Remo Giazotto (4 September 1910, Rome – 26 August 1998, Pisa) was an Italian musicologist, music critic, and composer, mostly known through his systematic catalogue of the works of Tomaso Albinoni. He wrote biographies of Albinoni and other composers, including Antonio Vivaldi.

Giazotto served as a music critic (from 1932) and editor (1945–1949) of the Rivista musicale italiana and was appointed co-editor of the Nuova rivista musicale italiana in 1967. He was a professor of the history of music at the University of Florence (1957–69) and in 1962 was nominated to the Accademia Nazionale di S. Cecilia.

In 1949, Giazotto became the director of the chamber music programs for Italian state broadcaster RAI and in 1966 was appointed director of its international programs organized through the European Broadcasting Union. He was also the president of RAI's auditioning committee and editor of its series of biographies on composers.

Giazotto was the father of physicist Adalberto Giazotto.

== Adagio in G minor ==

Giazotto is famous for his publication in 1958 of a work called Adagio in G minor, which he claimed to have elaborated from a fragment of an Albinoni trio sonata that he had received from the Saxon State Library. According to Giazotto, it contained the bass line in print and six bars from the first violin part in manuscript.
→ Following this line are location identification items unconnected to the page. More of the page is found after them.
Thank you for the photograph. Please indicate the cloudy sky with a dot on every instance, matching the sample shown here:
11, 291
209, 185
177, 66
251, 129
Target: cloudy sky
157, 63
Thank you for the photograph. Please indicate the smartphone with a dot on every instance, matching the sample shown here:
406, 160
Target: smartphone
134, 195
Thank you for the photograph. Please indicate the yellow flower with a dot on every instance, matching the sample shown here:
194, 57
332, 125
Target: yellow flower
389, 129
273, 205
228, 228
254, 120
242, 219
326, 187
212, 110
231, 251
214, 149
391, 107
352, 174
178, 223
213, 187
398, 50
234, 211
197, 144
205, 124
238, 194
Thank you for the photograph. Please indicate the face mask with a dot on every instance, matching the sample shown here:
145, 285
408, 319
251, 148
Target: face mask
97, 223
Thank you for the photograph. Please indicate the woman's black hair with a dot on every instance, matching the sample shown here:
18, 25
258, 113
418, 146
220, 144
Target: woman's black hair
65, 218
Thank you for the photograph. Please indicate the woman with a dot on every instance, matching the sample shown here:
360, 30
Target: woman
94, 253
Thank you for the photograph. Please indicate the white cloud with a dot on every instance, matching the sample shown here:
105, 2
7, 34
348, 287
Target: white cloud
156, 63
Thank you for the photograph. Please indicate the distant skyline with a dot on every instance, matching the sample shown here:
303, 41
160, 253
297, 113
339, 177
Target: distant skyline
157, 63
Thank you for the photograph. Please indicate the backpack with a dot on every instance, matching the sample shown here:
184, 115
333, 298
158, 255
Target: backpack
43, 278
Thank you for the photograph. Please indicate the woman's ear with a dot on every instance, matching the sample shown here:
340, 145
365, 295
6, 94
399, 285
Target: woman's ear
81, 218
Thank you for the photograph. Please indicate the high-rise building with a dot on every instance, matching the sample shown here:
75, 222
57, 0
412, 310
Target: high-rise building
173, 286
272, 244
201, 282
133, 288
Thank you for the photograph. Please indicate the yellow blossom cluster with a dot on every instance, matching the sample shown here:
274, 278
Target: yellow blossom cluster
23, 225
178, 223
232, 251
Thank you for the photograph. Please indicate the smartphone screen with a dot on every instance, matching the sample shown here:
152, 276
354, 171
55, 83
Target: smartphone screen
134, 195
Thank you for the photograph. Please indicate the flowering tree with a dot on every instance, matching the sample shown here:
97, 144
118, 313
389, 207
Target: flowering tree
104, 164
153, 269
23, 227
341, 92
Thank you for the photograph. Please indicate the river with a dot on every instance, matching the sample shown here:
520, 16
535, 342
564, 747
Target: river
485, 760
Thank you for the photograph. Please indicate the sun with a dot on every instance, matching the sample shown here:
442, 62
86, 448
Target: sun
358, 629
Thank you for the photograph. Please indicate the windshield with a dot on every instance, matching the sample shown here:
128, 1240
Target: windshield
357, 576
However, the fragment has never appeared in public, and the work was copyrighted by Giazotto.

== Writings ==
- Il melodramma a Genova nei secoli XVII e XVIII (Genoa, 1941)
- Tomaso Albinoni, 'musico violino dilettante veneto' (1671–1750) (Milan, 1945)
- Busoni: la vita nell opera (Milan, 1947)
- La musica a Genova nella vita pubblica e privata dal XIII al XVIII secolo (Genoa, 1951)
- Poesia melodrammatica e pensiero critico nel Settecento (Milan, 1952)
- Il Patricio di Hercole Bottrigari dimostrato praticamente da un anonimo cinquecentesco, CHM, i (1953), 97–112
- Harmonici concenti in aere veneto (Rome, 1955)
- La musica italiana a Londra negli anni di Purcell (Rome, 1955)
- Annali Mozartiani (Milan, 1956)
- Giovan Battista Viotti (Milan, 1956)
- Musurgia nova (Mila, 1959)
- Vita di Alessandro Stradella (Milan, 1962)
- Vivaldi (Milan, 1965)
- "La guerra dei palchi", Nuova Rivista Musicale Italiana, i (1967), 245–86, 465–508; iii (1969), 906–33; v (1971), 1304–52
- "Nel CCC anno della morte di Antonio Cesti: ventidue lettere ritrovate nell' Archivio di Stato di Venezia", Nuova Rivista Musicale Italiana, iii (1969), 496–512
His papers can be accessed online at the "Archivio Storico Ricordi Collezione Digitale" including a photograph of Giazotto. (N.B. In numerous online resources, images of Herbert von Karajan or Peter Warlock are used inaccurately.)